Rising Seas Put $40B of National Park Assets at Risk
Money talks. That’s why when the U.S. Department of the Interior wanted to highlight the dangers of rising sea levels to its National Park assets—some of which are true national treasures—it decided to put an eye-popping price tag on the projected losses.
Back in June, the National Park Service, in partnership with the Program for the Study of Developed Shorelines at Western Carolina University, put out a Coastal Assets Report listing thousands of National Park properties that would be damaged by a one meter rise in sea level by the end of this century and calculating its current replacement value. The grand total for the 10,000 assets in harm’s way: $40 billion.
The NPS left nothing out as it surveyed not only national parks, few of which are actually on the seashore, but also national historic sites and national recreation areas, many of which are beaches. This phase of the study covered just 40 of a total of 118 “coastal units” that the NPS is responsible for, so the grand total could easily double or almost triple if a full survey were completed. (A second study of an additional 30 parks is currently underway.)

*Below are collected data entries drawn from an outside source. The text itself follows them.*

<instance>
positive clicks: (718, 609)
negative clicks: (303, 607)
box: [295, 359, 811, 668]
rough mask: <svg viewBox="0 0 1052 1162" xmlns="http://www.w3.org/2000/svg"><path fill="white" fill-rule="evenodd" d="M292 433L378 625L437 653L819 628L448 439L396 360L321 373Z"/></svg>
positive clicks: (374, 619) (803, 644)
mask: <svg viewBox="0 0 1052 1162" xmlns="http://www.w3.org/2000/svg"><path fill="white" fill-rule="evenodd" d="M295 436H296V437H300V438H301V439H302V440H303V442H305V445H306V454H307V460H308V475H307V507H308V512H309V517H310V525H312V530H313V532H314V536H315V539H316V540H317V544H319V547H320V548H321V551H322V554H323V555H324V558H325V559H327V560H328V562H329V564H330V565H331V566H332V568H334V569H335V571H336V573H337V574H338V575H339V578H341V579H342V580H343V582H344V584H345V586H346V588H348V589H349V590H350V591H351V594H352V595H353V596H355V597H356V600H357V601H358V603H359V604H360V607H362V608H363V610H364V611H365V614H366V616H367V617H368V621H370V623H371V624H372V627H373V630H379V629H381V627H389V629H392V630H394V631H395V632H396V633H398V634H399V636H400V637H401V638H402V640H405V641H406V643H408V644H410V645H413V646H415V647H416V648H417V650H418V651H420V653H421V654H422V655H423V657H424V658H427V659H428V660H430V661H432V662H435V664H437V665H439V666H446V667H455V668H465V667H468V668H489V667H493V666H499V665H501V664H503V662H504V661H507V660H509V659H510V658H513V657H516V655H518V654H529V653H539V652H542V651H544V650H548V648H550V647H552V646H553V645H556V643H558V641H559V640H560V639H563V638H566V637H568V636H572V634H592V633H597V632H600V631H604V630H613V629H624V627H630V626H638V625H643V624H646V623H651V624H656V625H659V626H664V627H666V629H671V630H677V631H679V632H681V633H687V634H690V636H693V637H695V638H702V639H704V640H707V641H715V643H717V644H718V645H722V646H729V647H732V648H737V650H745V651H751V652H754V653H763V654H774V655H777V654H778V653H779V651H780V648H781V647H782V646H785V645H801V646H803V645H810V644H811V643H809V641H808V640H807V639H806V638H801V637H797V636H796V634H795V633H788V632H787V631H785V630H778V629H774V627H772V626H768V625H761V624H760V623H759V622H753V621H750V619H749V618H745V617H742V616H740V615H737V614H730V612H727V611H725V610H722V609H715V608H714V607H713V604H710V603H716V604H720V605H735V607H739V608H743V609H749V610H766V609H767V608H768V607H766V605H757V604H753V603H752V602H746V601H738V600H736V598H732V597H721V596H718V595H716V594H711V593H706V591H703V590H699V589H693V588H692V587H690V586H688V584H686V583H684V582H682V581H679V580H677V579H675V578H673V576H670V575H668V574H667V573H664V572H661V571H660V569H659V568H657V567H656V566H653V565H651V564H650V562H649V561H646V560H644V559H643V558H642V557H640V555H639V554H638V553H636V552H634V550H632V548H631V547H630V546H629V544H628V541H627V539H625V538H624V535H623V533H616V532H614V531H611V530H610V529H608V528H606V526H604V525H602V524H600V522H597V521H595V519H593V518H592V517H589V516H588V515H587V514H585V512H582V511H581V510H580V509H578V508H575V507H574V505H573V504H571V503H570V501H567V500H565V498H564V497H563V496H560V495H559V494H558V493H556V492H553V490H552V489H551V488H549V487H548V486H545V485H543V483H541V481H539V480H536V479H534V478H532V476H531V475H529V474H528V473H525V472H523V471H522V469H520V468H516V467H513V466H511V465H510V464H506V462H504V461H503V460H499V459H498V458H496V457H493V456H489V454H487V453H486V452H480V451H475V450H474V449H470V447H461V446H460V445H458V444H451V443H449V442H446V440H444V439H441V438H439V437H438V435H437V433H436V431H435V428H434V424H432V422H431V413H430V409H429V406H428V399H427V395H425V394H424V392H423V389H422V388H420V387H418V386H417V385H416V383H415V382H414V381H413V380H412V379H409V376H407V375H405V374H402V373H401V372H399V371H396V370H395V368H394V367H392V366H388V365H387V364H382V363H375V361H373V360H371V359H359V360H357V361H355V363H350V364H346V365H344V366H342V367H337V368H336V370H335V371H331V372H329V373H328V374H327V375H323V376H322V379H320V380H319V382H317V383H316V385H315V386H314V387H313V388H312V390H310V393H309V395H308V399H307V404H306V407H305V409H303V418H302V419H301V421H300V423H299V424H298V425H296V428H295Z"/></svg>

One case in point: the Statue of Liberty National Monument. Hurricane Sandy gave the NPS a sobering preview of what a sea level rise could do to Liberty Island. Everything on the island is classified as “high exposure,” and the replacement cost—even if one assumes the statue itself is priceless—is more than $1.5 billion.
Another example: Maine’s beautiful Acadia National Park, a true seaside wonderland. With 69 high exposure assets and 515 limited exposure assets, the potential loss is just under $742 million.
And on the West Coast, the Golden Gate National Recreation Area in and around San Francisco has 114 high exposure assets and 935 limited exposure assets. The replacement cost: a stunning $5 billion. Everything from sheds, parking lots, gas stations, and even the Alcatraz bookstore is taken into account.
Although the report is sounding an alarm about problems that may emerge decades in the future, the NPS is plenty worried today. “Numerous coastal units, particularly low-lying barrier parks, are already dealing with sea-level rise threats to resources and assets, particularly roads, buildings, and parking lots. Much of this infrastructure is essential to the day-to-day function of the units, including bridges, water systems, and tunnels,” says the report. New Yorkers, for example, sometimes wonder if the entire Fire Island National Seashore, a very thin island of dunes along Long Island’s south shore, may someday simply vanish, making the $98 million replacement value for park assets moot. And many lighthouses and forts from Maine to Florida to California are already under threat of damage from undermining.
The NPS report doesn’t speak to solutions for sea level rises. That’s not a problem it is meant to solve. It’s simply expressing concern for the things it exists to protect. And at these prices, they are national treasures indeed.
Don Willmott is a New York-based journalist who writes about technology, travel, and the environment for a wide variety of publications and websites.